Isolde didn't answer. She rotated the 3D model of a Shagai Steed, zooming in on the hoof structure.

"They use modular pads to adapt to terrain. No central processor — just local reflex protocols and learned movement patterning."

"That's… tribal."

"That's efficient," Isolde said. "Better than half our city-grade transit drones. No neural tether. No uplink lag. Just biofeedback and ritual code passed mouth-to-mouth. It's… primitive elegance."

Bael frowned. "Why haven't we assimilated them yet?"

Isolde's voice turned colder. "Because every time the Dominion tries to touch them, the Steppe fights back. Not with armies. With silence. With disappearance. With… ghost logic."

She clicked open a side screen.

Image: A field team burned alive inside their thermal suits.

Caption: Presumed AI cult involvement. Site unverified. Steppe border, 22**.

Isolde turned away. "The Khanori may be anti-synthetic, but they're not allied with the zealots. The zealots think the flesh is obsolete. The Khanori think tech should serve the soul. There's a difference."

Bael swallowed. "And you?

She gave him a small smile.

"I think we should be afraid of both."

Skimwing Patrol, 150m above Khanor airspace

Six gliders cut silently through the air, hulls cloaked in chromatic veil. Each pilot wore Dominion standard issue: neural mask, retinal sync overlay, and spine-threaded command mesh. They were soldiers, but they didn't think like soldiers anymore.

They thought like systems.

"Target zone acquired. Beginning mapping."

One glider banked left, breaking formation.

The pilot's eyes flickered behind her visor.

Movement below.

She zoomed in.

A single rider, standing beside his steed. Still. Watching.

Locked visual. No known insignia. Heat signature minimal.

No uplink signal.

The pilot froze.

No uplink?

All humans were connected — to the Grid, to the Pulse, to the central memory chain.

This one was… not.

Her voice quivered slightly. "Control, requesting verification. Subject has no net-ID. No trace memory. No echo."

Static answered.

Then — a word.

"Disconnect."

Back at base, Kaelen watched the transmission end.

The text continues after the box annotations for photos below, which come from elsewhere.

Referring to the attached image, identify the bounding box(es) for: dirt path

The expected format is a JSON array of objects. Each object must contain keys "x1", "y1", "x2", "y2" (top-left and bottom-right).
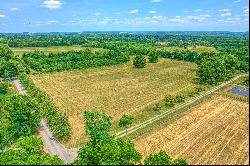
[{"x1": 12, "y1": 78, "x2": 77, "y2": 164}]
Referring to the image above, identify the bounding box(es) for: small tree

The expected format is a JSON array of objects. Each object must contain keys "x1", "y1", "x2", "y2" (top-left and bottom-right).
[
  {"x1": 85, "y1": 112, "x2": 112, "y2": 145},
  {"x1": 165, "y1": 95, "x2": 175, "y2": 107},
  {"x1": 1, "y1": 95, "x2": 40, "y2": 138},
  {"x1": 148, "y1": 54, "x2": 159, "y2": 63},
  {"x1": 119, "y1": 115, "x2": 134, "y2": 135},
  {"x1": 144, "y1": 150, "x2": 188, "y2": 165},
  {"x1": 133, "y1": 56, "x2": 147, "y2": 68}
]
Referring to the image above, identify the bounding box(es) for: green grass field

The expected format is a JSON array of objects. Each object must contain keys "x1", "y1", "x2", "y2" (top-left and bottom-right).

"End live feed," he ordered.

Eltai frowned. "We're not engaging?"

"No," Kaelen said quietly. "Not yet. Not until we understand what they're guarding."

He stood, walked to the observation window, and stared at the horizon.

"The Khanor Steppe is more than soil and metal. It's a hole in the net. A blind spot. And in the age of light… a blind spot is where the darkness gathers."